5 Electrical grids are placed 1m apart and connected to batteries so that the grids are at 0V, +100V, -10V, +45V, and +75V. A dust particle with mass of 1mg and a charge of -5e enters the first grid with a KE of 100eV.
A: Will the dust particle have enough energy to make it all the way to the last grid? If not, how much extra KE does it need?
B: With the energy from part A adjusted as necessary to allow the dust particle to make it through, what KE will it have at each of the five grids, in eV?
C: What will be the velocity of the particle in m/s when leaving the 5th grid?
To answer these questions, we need to consider the energy changes as the dust particle moves through the electrical grids. Let's break it down step by step.
A: Will the dust particle have enough energy to make it all the way to the last grid? If not, how much extra KE does it need?
To determine if the particle has enough energy, we need to calculate the total potential energy change across all the grids. The potential energy change is given by the equation: ∆PE = q∆V, where q is the charge (in coulombs) and ∆V is the potential difference (in volts).
In this case, the charge of the dust particle is -5e (negative because it is negatively charged) and the potential differences are as follows:
∆V1 = 100V (difference between the first grid and the reference point),
∆V2 = -10V,
∆V3 = 45V,
∆V4 = 75V,
∆V5 = 0V (last grid).
Let's calculate the total potential energy change:
∆PE_total = q(∆V1 + ∆V2 + ∆V3 + ∆V4 + ∆V5)
= (-5e)(100V - 10V + 45V + 75V + 0V)
= (-5e)(210V)
= -1050eV
Since the potential energy change is negative, it means the particle loses energy as it moves through the grids. So, the dust particle does not have enough energy to make it all the way to the last grid.
To calculate how much extra KE it needs, we can use the conservation of energy. The initial KE of the particle is given as 100eV. The total energy should be conserved, so the sum of the initial KE and the extra KE needed should equal the total potential energy change (which is negative).
Extra KE needed = -∆PE_total - initial KE
= -(-1050eV) - 100eV
= 1050eV - 100eV
= 950eV
Therefore, the dust particle needs an extra 950eV of kinetic energy to make it through all the grids.
B: With the energy from part A adjusted as necessary to allow the dust particle to make it through, what KE will it have at each of the five grids, in eV?
To answer this question, we need to distribute the extra KE of 950eV across the grids based on the potential differences.
Since the particle starts with 100eV of KE, the remaining 950eV will be distributed as follows:
KE1 = initial KE + extra KE1 (between the first and second grid)
= 100eV + ∆PE1 (where ∆PE1 is the potential energy change across the first grid)
= 100eV + (-5e)(100V)
= 100eV - 500eV
= -400eV (negative sign because it loses energy)
KE2 = KE1 + ∆PE2
= -400eV + (-5e)(-10V)
= -400eV + 50eV
= -350eV
KE3 = KE2 + ∆PE3
= -350eV + (-5e)(45V)
= -350eV - 225eV
= -575eV
KE4 = KE3 + ∆PE4
= -575eV + (-5e)(75V)
= -575eV - 375eV
= -950eV
KE5 = KE4 + ∆PE5
= -950eV + 0eV
= -950eV
Therefore, the KE at each of the five grids will be:
KE1 = -400eV
KE2 = -350eV
KE3 = -575eV
KE4 = -950eV
KE5 = -950eV
C: What will be the velocity of the particle in m/s when leaving the 5th grid?

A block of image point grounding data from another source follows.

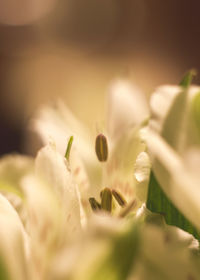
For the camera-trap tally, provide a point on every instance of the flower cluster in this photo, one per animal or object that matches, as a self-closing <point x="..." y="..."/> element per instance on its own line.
<point x="111" y="204"/>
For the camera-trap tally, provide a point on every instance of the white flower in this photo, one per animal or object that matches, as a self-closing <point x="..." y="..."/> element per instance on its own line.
<point x="48" y="206"/>
<point x="126" y="112"/>
<point x="174" y="141"/>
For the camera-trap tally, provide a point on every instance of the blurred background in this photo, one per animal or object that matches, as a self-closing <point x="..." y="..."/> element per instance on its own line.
<point x="72" y="49"/>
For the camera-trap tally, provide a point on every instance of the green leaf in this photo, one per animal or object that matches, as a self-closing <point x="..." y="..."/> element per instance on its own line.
<point x="187" y="79"/>
<point x="158" y="202"/>
<point x="119" y="263"/>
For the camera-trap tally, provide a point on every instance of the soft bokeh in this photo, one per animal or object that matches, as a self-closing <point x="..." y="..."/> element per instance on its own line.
<point x="73" y="49"/>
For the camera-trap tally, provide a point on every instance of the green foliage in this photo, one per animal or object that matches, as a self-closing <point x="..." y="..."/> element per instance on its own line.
<point x="122" y="256"/>
<point x="158" y="202"/>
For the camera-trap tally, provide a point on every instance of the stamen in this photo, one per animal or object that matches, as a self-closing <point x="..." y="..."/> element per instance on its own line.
<point x="95" y="205"/>
<point x="106" y="200"/>
<point x="128" y="209"/>
<point x="101" y="148"/>
<point x="69" y="145"/>
<point x="119" y="198"/>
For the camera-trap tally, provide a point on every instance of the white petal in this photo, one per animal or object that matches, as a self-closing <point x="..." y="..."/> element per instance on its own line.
<point x="59" y="124"/>
<point x="12" y="169"/>
<point x="120" y="166"/>
<point x="171" y="116"/>
<point x="13" y="241"/>
<point x="180" y="185"/>
<point x="142" y="172"/>
<point x="52" y="169"/>
<point x="127" y="106"/>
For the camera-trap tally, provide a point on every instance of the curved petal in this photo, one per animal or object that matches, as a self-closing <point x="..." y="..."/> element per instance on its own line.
<point x="178" y="182"/>
<point x="59" y="124"/>
<point x="52" y="169"/>
<point x="142" y="172"/>
<point x="171" y="108"/>
<point x="120" y="166"/>
<point x="14" y="247"/>
<point x="12" y="169"/>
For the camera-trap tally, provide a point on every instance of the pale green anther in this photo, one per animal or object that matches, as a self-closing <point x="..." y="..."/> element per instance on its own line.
<point x="196" y="109"/>
<point x="69" y="145"/>
<point x="187" y="79"/>
<point x="95" y="205"/>
<point x="106" y="200"/>
<point x="129" y="207"/>
<point x="101" y="148"/>
<point x="119" y="198"/>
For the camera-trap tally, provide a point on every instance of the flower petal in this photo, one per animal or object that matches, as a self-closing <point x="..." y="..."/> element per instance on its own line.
<point x="14" y="247"/>
<point x="59" y="124"/>
<point x="52" y="169"/>
<point x="177" y="181"/>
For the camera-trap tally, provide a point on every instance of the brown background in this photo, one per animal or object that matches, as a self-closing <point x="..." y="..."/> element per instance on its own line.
<point x="89" y="43"/>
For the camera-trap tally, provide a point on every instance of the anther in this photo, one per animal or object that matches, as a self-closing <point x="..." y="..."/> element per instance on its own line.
<point x="119" y="198"/>
<point x="101" y="148"/>
<point x="106" y="200"/>
<point x="69" y="146"/>
<point x="95" y="205"/>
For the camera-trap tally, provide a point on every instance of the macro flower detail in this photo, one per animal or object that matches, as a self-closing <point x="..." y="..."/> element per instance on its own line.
<point x="116" y="152"/>
<point x="80" y="210"/>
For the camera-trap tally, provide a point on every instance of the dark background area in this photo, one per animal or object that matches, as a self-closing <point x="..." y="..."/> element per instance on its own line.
<point x="154" y="32"/>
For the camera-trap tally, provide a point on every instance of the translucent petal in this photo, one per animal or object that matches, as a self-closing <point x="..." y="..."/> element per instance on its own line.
<point x="14" y="243"/>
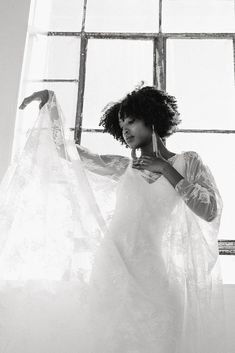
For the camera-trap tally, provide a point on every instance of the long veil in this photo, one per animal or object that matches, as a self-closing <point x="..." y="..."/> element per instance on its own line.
<point x="55" y="213"/>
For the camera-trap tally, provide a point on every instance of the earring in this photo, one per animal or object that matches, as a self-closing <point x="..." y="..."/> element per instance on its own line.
<point x="154" y="141"/>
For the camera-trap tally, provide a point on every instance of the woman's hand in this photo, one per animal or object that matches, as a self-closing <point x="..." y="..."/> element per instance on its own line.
<point x="41" y="96"/>
<point x="153" y="164"/>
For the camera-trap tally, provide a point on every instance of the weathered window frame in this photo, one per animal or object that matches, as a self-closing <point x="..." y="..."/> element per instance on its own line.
<point x="226" y="247"/>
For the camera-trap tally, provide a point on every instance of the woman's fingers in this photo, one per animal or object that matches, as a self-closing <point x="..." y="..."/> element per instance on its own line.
<point x="42" y="96"/>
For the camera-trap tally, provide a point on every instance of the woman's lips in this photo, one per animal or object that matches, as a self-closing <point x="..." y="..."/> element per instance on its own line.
<point x="129" y="138"/>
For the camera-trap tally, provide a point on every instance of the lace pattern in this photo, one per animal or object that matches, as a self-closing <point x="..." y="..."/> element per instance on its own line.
<point x="198" y="188"/>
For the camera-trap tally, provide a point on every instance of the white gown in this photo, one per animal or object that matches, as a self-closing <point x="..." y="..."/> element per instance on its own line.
<point x="98" y="257"/>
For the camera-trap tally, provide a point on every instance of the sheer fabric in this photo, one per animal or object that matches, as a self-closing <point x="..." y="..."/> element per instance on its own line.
<point x="97" y="256"/>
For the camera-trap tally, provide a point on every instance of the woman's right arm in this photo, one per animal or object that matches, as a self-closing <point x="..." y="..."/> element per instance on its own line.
<point x="106" y="164"/>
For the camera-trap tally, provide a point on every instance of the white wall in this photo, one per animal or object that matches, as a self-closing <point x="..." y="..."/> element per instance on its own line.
<point x="13" y="27"/>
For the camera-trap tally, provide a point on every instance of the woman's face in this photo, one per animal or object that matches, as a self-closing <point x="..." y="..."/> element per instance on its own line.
<point x="134" y="132"/>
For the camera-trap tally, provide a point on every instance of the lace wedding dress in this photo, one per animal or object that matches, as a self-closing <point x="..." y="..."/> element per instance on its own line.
<point x="98" y="257"/>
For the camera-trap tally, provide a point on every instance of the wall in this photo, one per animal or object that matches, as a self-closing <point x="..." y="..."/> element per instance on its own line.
<point x="13" y="26"/>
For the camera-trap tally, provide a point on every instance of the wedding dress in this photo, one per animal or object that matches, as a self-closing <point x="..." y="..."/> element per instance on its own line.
<point x="98" y="257"/>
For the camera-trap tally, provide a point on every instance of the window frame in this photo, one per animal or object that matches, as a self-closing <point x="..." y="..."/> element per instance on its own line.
<point x="159" y="39"/>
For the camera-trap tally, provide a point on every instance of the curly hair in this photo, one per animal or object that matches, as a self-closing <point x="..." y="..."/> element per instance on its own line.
<point x="153" y="106"/>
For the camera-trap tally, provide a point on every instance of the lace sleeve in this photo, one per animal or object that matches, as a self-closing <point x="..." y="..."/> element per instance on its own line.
<point x="198" y="188"/>
<point x="107" y="165"/>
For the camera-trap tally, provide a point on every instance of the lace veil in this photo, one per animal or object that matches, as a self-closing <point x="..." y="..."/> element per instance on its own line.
<point x="55" y="209"/>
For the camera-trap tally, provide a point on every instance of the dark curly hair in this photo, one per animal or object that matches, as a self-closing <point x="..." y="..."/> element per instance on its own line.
<point x="153" y="106"/>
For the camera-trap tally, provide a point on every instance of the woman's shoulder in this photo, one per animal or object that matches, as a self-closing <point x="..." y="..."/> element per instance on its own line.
<point x="190" y="154"/>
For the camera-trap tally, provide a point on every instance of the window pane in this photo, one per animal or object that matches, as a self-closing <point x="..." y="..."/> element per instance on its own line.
<point x="122" y="16"/>
<point x="54" y="57"/>
<point x="104" y="143"/>
<point x="200" y="74"/>
<point x="215" y="150"/>
<point x="58" y="15"/>
<point x="66" y="94"/>
<point x="114" y="67"/>
<point x="198" y="16"/>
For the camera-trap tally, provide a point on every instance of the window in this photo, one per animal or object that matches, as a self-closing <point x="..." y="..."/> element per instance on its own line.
<point x="92" y="52"/>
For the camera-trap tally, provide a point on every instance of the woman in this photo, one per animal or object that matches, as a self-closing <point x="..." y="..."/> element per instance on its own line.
<point x="144" y="265"/>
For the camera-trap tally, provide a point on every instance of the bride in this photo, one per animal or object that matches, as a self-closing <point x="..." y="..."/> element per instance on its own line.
<point x="105" y="253"/>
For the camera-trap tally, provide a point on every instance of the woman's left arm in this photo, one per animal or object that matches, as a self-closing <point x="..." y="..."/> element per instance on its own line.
<point x="197" y="188"/>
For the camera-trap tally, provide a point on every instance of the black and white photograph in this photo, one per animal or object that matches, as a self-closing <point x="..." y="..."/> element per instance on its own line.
<point x="117" y="169"/>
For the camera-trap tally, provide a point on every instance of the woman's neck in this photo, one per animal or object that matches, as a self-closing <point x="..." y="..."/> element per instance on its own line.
<point x="148" y="149"/>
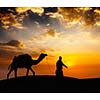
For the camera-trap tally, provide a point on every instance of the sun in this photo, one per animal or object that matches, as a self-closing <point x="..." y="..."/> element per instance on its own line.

To calculate the velocity of the particle, we can use the equation: KE = (1/2)mv^2, where m is the mass of the particle (1mg) and v is the velocity.
Since the mass of the particle is 1mg (0.001g = 0.000001kg), and the KE at the 5th grid is -950eV, we can convert the KE to joules and solve for v:
KE5(J) = -950eV * (1.6 x 10^-19 J/eV)
= -1.52 x 10^-16 J
KE5(J) = (1/2)mv^2
-1.52 x 10^-16 J = 0.5 * 0.000001kg * v^2
v^2 = (-1.52 x 10^-16 J) / (0.5 * 0.000001kg)
v^2 = -3.04 x 10^-10 m^2/s^2
Taking the square root, we find:
v = sqrt(-3.04 x 10^-10 m^2/s^2)
Note that the negative sign indicates the direction of charge (negative). However, taking the square root of a negative value results in an imaginary number. Therefore, the velocity cannot be calculated using this method.
In conclusion, since we cannot accurately determine the velocity using the given information, we need additional information or approach this problem from a different angle.